In short, Fidelity believes that a focus on attractively-valued stable businesses with strong balance sheets, resilient earnings and cash flows should offer an element of defensiveness.
“Market sell-offs are always a good opportunity for stock-pickers, and we are seeing attractive ideas emerge in some high-quality franchises across the region, particularly Asean and China,” said Jochen Breuer, portfolio manager of the $352m Fidelity Asia Pacific Dividend Fund.
In line with this, the firm expects continued dividend growth in its portfolio, while valuations are increasingly supportive.
Making quality count
Against a challenging backdrop for equity markets, Fidelity has maintained a strong quality bias, favouring predominantly defensive business models with robust balance sheets at attractive valuations.
The aim, explained Breuer, is to provide a cross-cycle outperformance, a resilient and growing income stream and long-term capital growth, with lower risk characteristics than the market.
“Given the portfolio’s defensive characteristics, it has performed as expected year-to-date and has beaten the benchmark amid increased market volatility,” he added.
Stocks within Asean look especially attractive as the region emerges from its Covid-related lockdowns and closed borders. For example, as vaccination rates rapidly increase, Thailand and Indonesia are reopening, spurring improved consumer confidence.
Indonesia is also notable since it stands to benefit from the increase in soft commodity prices brought on by the Russia-Ukraine conflict, said Breuer. “This will support the economy and corporate lending cycle in Indonesia.”
Fidelity also considers China as worth highlighting. “We have seen a huge amount of volatility in China and Hong Kong, with these markets having de-rated significantly.
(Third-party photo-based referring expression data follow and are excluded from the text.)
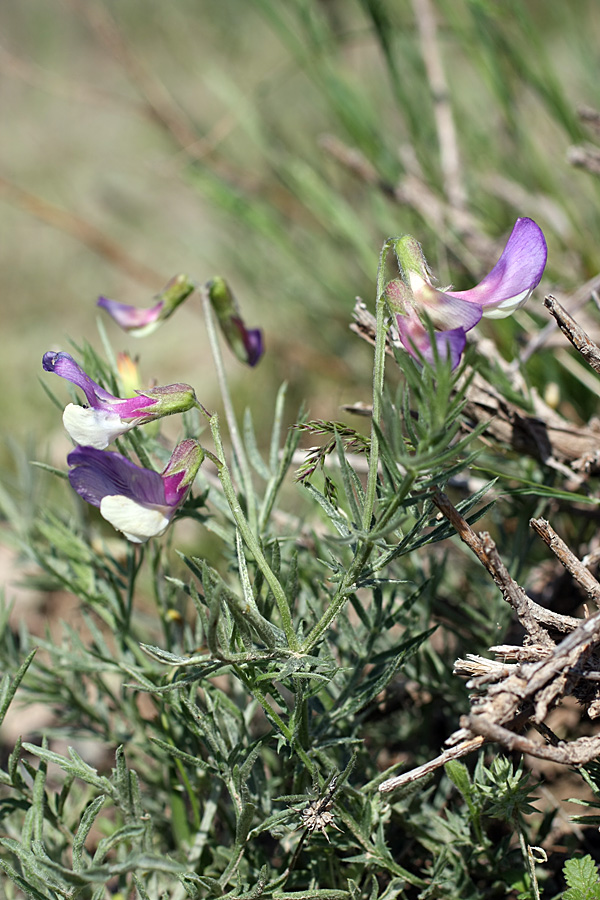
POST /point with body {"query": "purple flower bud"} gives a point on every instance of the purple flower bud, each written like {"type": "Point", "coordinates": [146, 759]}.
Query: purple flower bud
{"type": "Point", "coordinates": [246, 343]}
{"type": "Point", "coordinates": [136, 501]}
{"type": "Point", "coordinates": [107, 417]}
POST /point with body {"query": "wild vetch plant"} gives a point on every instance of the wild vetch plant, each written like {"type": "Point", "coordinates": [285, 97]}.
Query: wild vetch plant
{"type": "Point", "coordinates": [252, 672]}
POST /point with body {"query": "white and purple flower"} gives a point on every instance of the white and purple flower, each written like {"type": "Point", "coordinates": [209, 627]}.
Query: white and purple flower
{"type": "Point", "coordinates": [140, 322]}
{"type": "Point", "coordinates": [452, 313]}
{"type": "Point", "coordinates": [138, 502]}
{"type": "Point", "coordinates": [107, 417]}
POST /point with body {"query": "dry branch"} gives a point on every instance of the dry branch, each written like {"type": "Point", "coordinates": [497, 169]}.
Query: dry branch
{"type": "Point", "coordinates": [545, 436]}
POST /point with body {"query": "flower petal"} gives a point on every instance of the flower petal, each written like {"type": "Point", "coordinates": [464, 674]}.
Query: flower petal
{"type": "Point", "coordinates": [515, 275]}
{"type": "Point", "coordinates": [415, 338]}
{"type": "Point", "coordinates": [64, 365]}
{"type": "Point", "coordinates": [100, 473]}
{"type": "Point", "coordinates": [137, 522]}
{"type": "Point", "coordinates": [137, 322]}
{"type": "Point", "coordinates": [93, 427]}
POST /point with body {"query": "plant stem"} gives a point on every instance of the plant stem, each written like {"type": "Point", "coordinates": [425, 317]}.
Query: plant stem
{"type": "Point", "coordinates": [251, 540]}
{"type": "Point", "coordinates": [378, 376]}
{"type": "Point", "coordinates": [238, 446]}
{"type": "Point", "coordinates": [340, 597]}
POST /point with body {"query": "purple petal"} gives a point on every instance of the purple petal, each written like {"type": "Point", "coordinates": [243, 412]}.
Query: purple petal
{"type": "Point", "coordinates": [103, 473]}
{"type": "Point", "coordinates": [64, 365]}
{"type": "Point", "coordinates": [180, 472]}
{"type": "Point", "coordinates": [415, 338]}
{"type": "Point", "coordinates": [131, 317]}
{"type": "Point", "coordinates": [252, 341]}
{"type": "Point", "coordinates": [517, 272]}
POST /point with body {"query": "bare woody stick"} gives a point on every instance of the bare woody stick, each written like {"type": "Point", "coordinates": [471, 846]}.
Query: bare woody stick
{"type": "Point", "coordinates": [485, 550]}
{"type": "Point", "coordinates": [578, 337]}
{"type": "Point", "coordinates": [567, 558]}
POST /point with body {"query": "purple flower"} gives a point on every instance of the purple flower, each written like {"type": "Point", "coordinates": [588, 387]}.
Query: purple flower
{"type": "Point", "coordinates": [140, 322]}
{"type": "Point", "coordinates": [136, 501]}
{"type": "Point", "coordinates": [452, 313]}
{"type": "Point", "coordinates": [246, 343]}
{"type": "Point", "coordinates": [107, 417]}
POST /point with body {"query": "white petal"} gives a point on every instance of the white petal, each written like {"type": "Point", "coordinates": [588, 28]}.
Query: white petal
{"type": "Point", "coordinates": [93, 427]}
{"type": "Point", "coordinates": [507, 306]}
{"type": "Point", "coordinates": [138, 523]}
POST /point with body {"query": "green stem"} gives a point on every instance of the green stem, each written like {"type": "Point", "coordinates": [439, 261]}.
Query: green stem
{"type": "Point", "coordinates": [238, 446]}
{"type": "Point", "coordinates": [366, 548]}
{"type": "Point", "coordinates": [251, 540]}
{"type": "Point", "coordinates": [340, 598]}
{"type": "Point", "coordinates": [286, 732]}
{"type": "Point", "coordinates": [529, 862]}
{"type": "Point", "coordinates": [378, 376]}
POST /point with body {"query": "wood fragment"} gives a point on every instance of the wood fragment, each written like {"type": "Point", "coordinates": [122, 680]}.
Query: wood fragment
{"type": "Point", "coordinates": [567, 558]}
We have used this weakness to add to existing holdings with regulated pricing,” he added.
By contrast, Fidelity sees India as expensive. While the firm mostly owns defensive names, it has been taking some money off the table.
Relying on resilient dividends
The market environment has also made it more important for investors to consider their diversification against growth-oriented strategies.
This is possible, for example, by being underexposed to some of the more richly valued, long duration growth parts of the market – such as technology – which may be subject to deratings in the face of further rising rates and weaker economic activity.
“As we head into a potentially stagflationary environment, quality dividend stocks should prove relatively resilient,” added Breuer.
“As earnings growth in the broader market comes under pressure, following very strong growth in 2021, resilient compounding dividends may become a more important component of total returns.”